There are other shelters in Miami-Dade that serve women and children. But none do so exclusively, and there are times those turned away from Lotus House are left to sleep on the street. Collins says it wasn’t long ago that a young woman desperate to find shelter was turned away at the door on a Friday, and on Sunday Collins would receive a call from the Roxcy Bolton Rape Treatment Center.
“What Constance has done is fill a significant niche, void, need that we have had historically, which are placements for women and children,” said Ron Book, the Homeless Trust chairman. “I think what they do is heroic.”
Georgette Madison agrees. The 29-year-old mother sought refuge at Lotus House in 2013 after she says her brother, while struggling with mental illness, became aggressive. At the time, they were both living with her mother in Little Haiti, and out of fear for herself and her five-year-old daughter they left with a single bag of belongings.
A former foster child herself, Madison was scared that her daughter would have the same fate.
“I knew I didn’t want that for her,” she said, sitting on a wood-carved bench facing a playground. “Lotus House offered that sense of normalcy and home. Of being human.”
Madison says she had tried once before to get into Lotus House, but the shelter was full. This time, there was space. She had a job within 90 days working in hardware stores, and after a year — the typical length of stay at Lotus House — she’d earned enough money to rent her own place. Now she’s part of the Lotus House staff, helping women who find themselves in similar situations. With an expansion, she will be able to help more women and children.
In some ways, a redevelopment might be bitter sweet. Many of the staff who work at Lotus House have a deep connection to the place that helped them in their darkest moments, and there is a unique authenticity to the complex, which blends in so perfectly that people sometimes stop by looking to sign a lease. Collins herself was married in the courtyard here in 2008 to Margulies, now her ex-husband and close friend.
But Collins says there will be no regrets about tearing down her creation.
“As much as the campus we've created has been a very sweet home over the years, it's about the people, not the buildings,” she said. “Any nostalgia is completely secondary to me.”

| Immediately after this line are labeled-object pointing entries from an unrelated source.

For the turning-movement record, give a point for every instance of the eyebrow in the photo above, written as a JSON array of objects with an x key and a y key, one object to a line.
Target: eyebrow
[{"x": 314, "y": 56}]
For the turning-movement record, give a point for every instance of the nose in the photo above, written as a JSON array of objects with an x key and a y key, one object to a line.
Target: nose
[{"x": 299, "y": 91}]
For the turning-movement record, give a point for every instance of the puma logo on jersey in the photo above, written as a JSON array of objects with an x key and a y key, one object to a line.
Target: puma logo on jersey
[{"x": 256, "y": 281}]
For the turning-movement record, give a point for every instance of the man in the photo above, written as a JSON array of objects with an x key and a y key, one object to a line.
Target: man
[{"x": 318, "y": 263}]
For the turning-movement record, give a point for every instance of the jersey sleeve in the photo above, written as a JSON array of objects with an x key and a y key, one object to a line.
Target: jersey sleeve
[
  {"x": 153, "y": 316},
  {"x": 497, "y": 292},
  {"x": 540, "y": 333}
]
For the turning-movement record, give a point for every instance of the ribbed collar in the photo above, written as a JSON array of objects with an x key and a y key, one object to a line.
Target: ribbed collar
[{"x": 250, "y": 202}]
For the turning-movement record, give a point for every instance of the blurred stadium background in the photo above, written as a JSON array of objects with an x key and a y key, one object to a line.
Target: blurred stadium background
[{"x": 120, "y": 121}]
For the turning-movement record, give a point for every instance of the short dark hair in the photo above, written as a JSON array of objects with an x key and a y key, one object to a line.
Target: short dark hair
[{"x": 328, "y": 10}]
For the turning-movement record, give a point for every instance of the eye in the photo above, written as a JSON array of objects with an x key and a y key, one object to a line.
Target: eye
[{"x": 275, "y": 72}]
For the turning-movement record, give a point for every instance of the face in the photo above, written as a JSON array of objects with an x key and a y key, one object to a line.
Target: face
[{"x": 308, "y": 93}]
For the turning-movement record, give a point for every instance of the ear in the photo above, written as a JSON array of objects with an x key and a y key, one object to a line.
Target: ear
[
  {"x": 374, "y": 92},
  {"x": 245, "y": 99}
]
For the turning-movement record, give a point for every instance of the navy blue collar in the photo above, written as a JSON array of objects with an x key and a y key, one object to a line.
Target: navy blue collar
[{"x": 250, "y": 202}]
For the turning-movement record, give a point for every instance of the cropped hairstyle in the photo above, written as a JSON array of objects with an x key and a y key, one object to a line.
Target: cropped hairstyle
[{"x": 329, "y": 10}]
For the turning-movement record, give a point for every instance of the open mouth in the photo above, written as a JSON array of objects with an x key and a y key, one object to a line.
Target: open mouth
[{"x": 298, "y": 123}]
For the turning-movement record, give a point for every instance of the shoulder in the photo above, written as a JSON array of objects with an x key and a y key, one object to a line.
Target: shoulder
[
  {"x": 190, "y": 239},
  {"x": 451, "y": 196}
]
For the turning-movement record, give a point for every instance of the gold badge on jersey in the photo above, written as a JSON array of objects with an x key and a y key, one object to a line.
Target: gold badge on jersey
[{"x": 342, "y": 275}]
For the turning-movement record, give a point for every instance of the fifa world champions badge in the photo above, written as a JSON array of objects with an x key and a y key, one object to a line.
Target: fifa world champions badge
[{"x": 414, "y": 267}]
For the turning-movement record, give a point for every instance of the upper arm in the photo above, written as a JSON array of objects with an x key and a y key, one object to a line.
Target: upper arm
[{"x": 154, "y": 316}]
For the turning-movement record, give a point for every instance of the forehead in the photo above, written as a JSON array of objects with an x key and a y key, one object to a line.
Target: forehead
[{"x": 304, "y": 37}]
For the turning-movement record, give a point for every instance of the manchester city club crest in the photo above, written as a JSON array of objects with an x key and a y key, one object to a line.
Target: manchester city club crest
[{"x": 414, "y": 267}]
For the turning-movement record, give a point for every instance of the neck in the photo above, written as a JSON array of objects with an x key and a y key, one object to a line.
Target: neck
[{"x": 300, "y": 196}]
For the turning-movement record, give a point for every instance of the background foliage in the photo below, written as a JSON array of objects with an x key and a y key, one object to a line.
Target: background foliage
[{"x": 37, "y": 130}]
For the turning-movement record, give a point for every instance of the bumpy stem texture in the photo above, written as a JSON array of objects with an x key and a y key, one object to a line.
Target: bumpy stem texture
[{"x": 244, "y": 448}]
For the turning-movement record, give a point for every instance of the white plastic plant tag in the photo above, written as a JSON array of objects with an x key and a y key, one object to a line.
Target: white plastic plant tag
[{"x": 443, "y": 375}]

The new building, if a required zoning change is approved by Miami commissioners, will include a library, a yoga room, a full-scale neighborhood wellness center, a teaching kitchen, maternity ward and a salon. An outdoor pavilion is planned for live musical performances and inspirational speakers. Lotus House has already submitted plans to the city and applied for a zoning change.
Collins hopes to secure approval to build this spring. She is already moving out shelter property and women and children are being relocated to newly acquired apartment buildings in the neighborhood to make way for demolition. She’s also seeking donations to help pay for the redevelopment, and looking for new funding sources for an operational budget that will increase when the new shelter reopens.
Margulies, who made his millions developing condos before retiring and becoming an art collector, says he’s prepared to pay off whatever the endowment fund can’t cover on the loan. He will be the developer of Lotus Village, which will be his last project.
“When you're fortunate enough to have a good amount of wealth, you want to make sure that money goes to a very valid cause and this certainly fits the bill,” he said. “It’s not just a place. It’s more than that.”